Although 7.9% of GDP was budgeted last year, only 6.5% of GDP was actually spent. Thus the 7% target for the next 3 years, if reached, would represent an increase on the actual 6.5% spent this past year.
Overall, 81% of infrastructure budgets were spent. This is an increase from the 68% spent in the previous year. President Zuma candidly admitted in his State of the Nation address that infrastructure spending was a learning curve for everybody. Looking at these numbers, it seems that we are getting better at spending. Learning by doing.
Digging deeper, it is surprising to see where the problem of under-spending lies. It is the public-private-partnerships, national departments and public corporations (largely Transnet and Eskom) that underspent most. The provincial governments spent most of their monies, an astonishing 99%; local governments spent a surprising 86%; public corporations 76%; national departments 61% and public-private partnerships 59%. Overall 81%.
Warren Buffet said one can put all one’s eggs in one basket, but then watch the basket! Government has put all its eggs in the infrastructure basket. As the push from 68% to 81% show, they will push hard to spend more than 81% of budgets.
The SA Budget In A Gobal Context
In the UK the coalition government has opted for austerity. The price they are paying is forgone growth, ironically making their debt positions worse ... as their downgrade this past week confirm.
In the US high levels of debt ignited a political fight about the speed at which austerity must be implemented. Gridlock caused by that fight is threatening economic recovery.
In Europe much-needed austerity is causing recessions, tax increases and huge political backlashes.
SA is successfully avoiding all these pitfalls, which is a testimony to decisions taken not just for this budget, but indeed over the last decade and a half.
SA has its own problems, like corruption and getting value for money, poverty, inequality and a muddle-through growth rate, but we have avoided the big budget-political traps other more developed nations have fallen into.
Future Developments (Or A Factual Basis To Counter Paranoia)
The minister made it clear that the introduction of National Health Insurance will necessitate a tax increase in future years. A large portion of that expense will be covered by economic growth, but there will still be a shortfall. Precisely which taxes will go up will be addressed in a joint Treasury/Health discussion document to be released later this year. The big issue is whether we will see a raise in VAT, income or company tax, or some combination.
This decision fits neatly into a review of tax policy and fiscal sustainability already announced. These reviews will be undertaken by the Treasury itself and that gives comfort. Treasury is known for their balanced and rational approach (something critics usually admit to, but then forget in the run-up to Budget day).
The tax review includes an investigation into mining taxation. It is reassuring that this thorny issue has been taken off the political agenda and given to technocrats.
This long-term approach should clarify where we are heading and can help alleviate anxiety attacks over future fiscal policy and extent of tax increases.

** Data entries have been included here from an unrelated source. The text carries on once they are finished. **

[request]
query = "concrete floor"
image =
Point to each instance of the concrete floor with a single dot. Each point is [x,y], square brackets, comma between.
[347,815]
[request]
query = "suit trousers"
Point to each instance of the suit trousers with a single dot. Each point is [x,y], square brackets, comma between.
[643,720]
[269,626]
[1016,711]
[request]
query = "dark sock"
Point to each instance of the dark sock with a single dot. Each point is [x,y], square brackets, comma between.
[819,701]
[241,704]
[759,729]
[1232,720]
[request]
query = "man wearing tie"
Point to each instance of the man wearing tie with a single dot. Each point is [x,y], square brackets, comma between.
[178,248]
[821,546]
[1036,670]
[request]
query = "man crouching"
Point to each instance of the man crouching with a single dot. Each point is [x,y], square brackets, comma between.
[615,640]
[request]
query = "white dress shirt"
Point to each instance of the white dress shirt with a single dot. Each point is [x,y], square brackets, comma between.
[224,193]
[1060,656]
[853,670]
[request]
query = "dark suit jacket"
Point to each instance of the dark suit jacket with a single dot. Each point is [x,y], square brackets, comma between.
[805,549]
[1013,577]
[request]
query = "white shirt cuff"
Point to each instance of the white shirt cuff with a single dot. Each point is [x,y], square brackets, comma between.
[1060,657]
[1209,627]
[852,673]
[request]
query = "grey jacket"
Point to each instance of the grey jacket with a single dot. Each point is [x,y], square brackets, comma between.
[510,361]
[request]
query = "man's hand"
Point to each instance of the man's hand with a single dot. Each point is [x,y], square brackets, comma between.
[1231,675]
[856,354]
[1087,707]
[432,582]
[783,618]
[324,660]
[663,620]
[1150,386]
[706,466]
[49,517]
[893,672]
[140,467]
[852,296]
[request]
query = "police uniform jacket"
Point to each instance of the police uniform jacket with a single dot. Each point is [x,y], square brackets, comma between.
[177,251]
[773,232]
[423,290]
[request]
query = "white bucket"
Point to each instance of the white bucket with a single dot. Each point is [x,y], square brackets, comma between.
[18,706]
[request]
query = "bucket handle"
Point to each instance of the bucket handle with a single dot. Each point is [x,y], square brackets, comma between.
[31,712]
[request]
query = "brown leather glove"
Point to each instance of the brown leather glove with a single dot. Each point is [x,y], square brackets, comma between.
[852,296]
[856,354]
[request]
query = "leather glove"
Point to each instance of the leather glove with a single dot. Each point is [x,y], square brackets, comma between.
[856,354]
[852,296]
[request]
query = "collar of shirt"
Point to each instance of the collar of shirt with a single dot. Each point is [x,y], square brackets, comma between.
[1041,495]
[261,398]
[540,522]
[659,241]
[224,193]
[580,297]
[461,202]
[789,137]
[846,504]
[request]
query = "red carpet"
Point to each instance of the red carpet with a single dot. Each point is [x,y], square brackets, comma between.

Another future development will be the alignment of budgets and spending programmes with the National Development Plan. The NDP certainly provides a context for the tax and fiscal reviews - a most welcome context. We may be on our way to a bigger consensus on matters not just fiscal and economic, but indeed on the kind of society of we want to become...the first since we agreed the constitution.
The two big pre-budget fears, tax increases and a budget that will lead to a downgrade have been avoided.
Infrastructure remains a cornerstone of government's economic plans, is fully funded for the next 3 years, enjoys the highest political oversight on implementation and should continue to increase steadily.
SA is successfully steering between the budget-political mistakes other governments are making, maintaining steady growth recovery. Truth is, there is nothing dramatic, just a steady plodding along using the power of incrementalism to slowly improve society. Slap bang in our muddle-through-scenario.